Tuesday 17 September 2019

Ireland agrees to take refugees from the Mediterranean rescue ship Ocean Viking

Rescued migrants rest aboard the Ocean Viking, run by French charities Medecins Sans Frontieres and SOS Mediterranee
Rescued migrants rest aboard the Ocean Viking, run by French charities Medecins Sans Frontieres and SOS Mediterranee
Claire Murphy

Claire Murphy

IRELAND will take refugees from the rescue ship Ocean Viking in the Mediterranean.

A total of 356 men, women and children were rescued from the sea by the ship, run by charities Médicins Sans Frontières (MSF) and SOS Méditerranée, in an operation between August 9-12.

The refugees, including a one-year-old child, were fleeing war in Libya in four different boats when they got into difficulty. They remained on board for 14 days due to a stand off with European ports.

Yesterday Malta agreed it would allow them to disembark, but they would be relocated to other member states.

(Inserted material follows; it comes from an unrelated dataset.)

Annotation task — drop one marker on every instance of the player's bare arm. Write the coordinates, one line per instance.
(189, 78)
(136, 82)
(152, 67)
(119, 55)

Taoiseach Leo Varadkar confirmed Ireland is one of the six countries with France, Germany, Luxembourg, Portugal and Romania who will provide refuge and would take a small number of the migrants.

“We are relieved this long ordeal for the 356 people we have on board is finally over. Was it necessary to impose two weeks of excruciating wait for rescued people to be disembarked?” said Jay Berger, MSF project coordinator on board the Ocean Viking.

“It is sad that we have to repeat the same message to European leaders time and time again with no change. They can no longer claim ignorance to the disaster unfolding in the

Mediterranean Sea.”

In a statement, the Department of Justice said Ireland will take up to 100 asylum seekers during the remainder of 2019.